Recientemente se le ha pedido a una de las flechas predominantes que, por favor, ponga esto en marcha de nuevo. No tanto porque estemos convencidos de su capacidad, que no lo estamos, sino porque a veces un cambio viene bien, resulta bueno. Si es así o no, está por ver. Pero o echamos a andar pronto otra vez, o alguien vendrá a firmar la muerte definitiva de nuestro futuro.


viernes, 17 de junio de 2011

Desequilibrio

Pese a que me paso el día en las nubes, literalmente, avión va y avión viene, me siento agradecido de poder pisar las calles de numerosas ciudades (españolas y europeas) en estos tiempos que corren. Escucho opiniones de muchos lugares. Este miércoles conversaba con alguien que está participando con los acampados del 15M en Gijón. Durante varios, abundantes minutos, le anduve escuchando, asintiendo de continuo con la cabeza ante las muchas y juiciosas razones que alegaba para darle la vuelta a la situación que vivimos. Se necesita un cambio, decía. No puede seguir todo como hasta ahora, continuó. De este movimiento surgirá un nuevo sistema, concluyó.

Lo del cambio no lo tenía yo muy claro, al menos el cambio que me estaban tratando de explicar. ¿Cambiar significa que a partir de este momento dejaremos de vivir de prestado? De alguna manera es lo que estamos ya haciendo y la consecuencia es nítida: tenemos al país estancado, generando paro y más paro, más y más pobreza, sin rastro de una industria que desatasque la cañería principal ni tampoco de esa innovación que iba a sacarnos del atolladero.

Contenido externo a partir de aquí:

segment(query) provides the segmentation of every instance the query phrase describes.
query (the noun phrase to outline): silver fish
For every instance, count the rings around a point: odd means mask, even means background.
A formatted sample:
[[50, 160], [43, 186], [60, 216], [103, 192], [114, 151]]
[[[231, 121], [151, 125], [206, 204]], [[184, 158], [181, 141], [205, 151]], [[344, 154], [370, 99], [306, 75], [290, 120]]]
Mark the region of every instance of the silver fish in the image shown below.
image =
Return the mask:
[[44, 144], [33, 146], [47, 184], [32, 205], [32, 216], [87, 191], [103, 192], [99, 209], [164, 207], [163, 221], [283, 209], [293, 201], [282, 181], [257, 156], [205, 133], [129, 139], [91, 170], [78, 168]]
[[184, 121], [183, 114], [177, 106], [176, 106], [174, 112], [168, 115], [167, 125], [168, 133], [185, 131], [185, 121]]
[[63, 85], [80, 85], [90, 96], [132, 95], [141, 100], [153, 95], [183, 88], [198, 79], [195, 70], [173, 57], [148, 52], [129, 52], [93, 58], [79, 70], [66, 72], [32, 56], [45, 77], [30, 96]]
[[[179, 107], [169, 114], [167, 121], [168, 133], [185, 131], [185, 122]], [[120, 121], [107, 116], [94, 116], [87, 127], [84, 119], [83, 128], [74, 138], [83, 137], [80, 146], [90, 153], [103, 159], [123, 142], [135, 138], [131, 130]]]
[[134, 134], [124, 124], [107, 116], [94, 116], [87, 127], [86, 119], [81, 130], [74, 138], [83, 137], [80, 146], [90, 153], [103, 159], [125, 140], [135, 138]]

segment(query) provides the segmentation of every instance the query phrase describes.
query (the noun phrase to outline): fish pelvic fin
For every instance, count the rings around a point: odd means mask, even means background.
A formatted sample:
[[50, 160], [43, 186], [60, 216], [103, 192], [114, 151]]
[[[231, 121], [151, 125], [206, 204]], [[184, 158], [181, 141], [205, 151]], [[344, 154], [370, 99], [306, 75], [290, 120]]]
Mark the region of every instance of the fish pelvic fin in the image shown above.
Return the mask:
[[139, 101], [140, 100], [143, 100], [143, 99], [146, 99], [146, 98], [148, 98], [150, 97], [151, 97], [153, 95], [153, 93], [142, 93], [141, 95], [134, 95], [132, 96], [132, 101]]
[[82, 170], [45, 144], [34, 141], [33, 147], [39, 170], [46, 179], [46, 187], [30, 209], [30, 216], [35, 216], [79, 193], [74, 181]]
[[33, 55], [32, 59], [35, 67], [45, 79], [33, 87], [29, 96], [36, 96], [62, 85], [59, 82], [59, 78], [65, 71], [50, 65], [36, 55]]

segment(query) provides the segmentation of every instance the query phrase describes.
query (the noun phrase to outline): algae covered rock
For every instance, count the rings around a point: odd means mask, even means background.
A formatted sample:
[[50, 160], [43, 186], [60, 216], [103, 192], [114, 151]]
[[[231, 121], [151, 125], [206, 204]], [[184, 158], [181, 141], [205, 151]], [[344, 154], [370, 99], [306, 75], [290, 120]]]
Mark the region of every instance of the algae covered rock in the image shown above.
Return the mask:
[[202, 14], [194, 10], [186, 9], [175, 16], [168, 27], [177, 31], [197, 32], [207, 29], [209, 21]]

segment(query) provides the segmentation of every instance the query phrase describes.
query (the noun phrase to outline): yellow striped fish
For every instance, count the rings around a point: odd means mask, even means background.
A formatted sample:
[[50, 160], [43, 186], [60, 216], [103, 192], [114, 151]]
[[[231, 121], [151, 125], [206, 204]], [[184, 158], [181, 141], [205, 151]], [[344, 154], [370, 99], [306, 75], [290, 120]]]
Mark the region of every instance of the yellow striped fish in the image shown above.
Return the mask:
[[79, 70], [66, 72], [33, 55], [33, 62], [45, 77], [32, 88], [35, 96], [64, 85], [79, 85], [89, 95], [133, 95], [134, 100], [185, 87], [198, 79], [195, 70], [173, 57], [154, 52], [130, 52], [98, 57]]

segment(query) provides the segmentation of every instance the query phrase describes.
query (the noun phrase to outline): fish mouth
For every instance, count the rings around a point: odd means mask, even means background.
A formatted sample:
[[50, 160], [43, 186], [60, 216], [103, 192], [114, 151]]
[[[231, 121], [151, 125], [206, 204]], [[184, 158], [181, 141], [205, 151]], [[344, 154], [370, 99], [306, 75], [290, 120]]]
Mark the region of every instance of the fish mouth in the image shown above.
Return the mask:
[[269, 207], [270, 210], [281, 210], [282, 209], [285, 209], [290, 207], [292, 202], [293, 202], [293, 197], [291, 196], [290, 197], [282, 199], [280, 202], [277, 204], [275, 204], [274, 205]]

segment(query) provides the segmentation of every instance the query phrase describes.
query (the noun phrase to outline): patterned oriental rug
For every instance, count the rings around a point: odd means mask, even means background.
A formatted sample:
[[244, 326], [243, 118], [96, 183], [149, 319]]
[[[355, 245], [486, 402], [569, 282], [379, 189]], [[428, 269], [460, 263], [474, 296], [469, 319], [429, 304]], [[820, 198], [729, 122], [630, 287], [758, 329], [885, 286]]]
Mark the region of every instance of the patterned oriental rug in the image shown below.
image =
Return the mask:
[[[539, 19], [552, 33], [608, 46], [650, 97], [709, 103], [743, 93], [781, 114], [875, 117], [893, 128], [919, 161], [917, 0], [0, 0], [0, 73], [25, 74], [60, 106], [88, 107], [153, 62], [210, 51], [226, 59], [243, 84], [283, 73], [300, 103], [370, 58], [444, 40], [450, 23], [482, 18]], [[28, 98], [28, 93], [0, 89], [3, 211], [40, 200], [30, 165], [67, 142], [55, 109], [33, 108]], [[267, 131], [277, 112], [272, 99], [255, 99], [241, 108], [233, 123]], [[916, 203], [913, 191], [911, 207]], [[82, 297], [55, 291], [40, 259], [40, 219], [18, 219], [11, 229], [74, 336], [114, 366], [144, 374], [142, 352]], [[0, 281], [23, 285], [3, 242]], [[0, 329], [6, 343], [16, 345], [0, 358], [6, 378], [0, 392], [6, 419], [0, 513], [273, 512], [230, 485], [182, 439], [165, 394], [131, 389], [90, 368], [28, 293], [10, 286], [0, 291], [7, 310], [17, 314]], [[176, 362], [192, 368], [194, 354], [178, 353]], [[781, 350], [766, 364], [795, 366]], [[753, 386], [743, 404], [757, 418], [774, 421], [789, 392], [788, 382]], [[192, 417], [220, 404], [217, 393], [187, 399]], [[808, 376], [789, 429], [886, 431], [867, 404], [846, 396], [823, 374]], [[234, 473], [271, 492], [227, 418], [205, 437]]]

Lo de no seguir como hasta ahora, obvio es. Pero el nuevo camino que se me estaba exponiendo me convencía poco o nada. De eso ya hablé algún otro viernes. Y, por último, el parangonado nuevo sistema se reducía a una clase política con sueldos bajos, sin prebendas ni beneficios, honestos y honrados y perfectos, idealistas, etc. Y ahí se armó la discusión. Los motivos bien fáciles son de entender.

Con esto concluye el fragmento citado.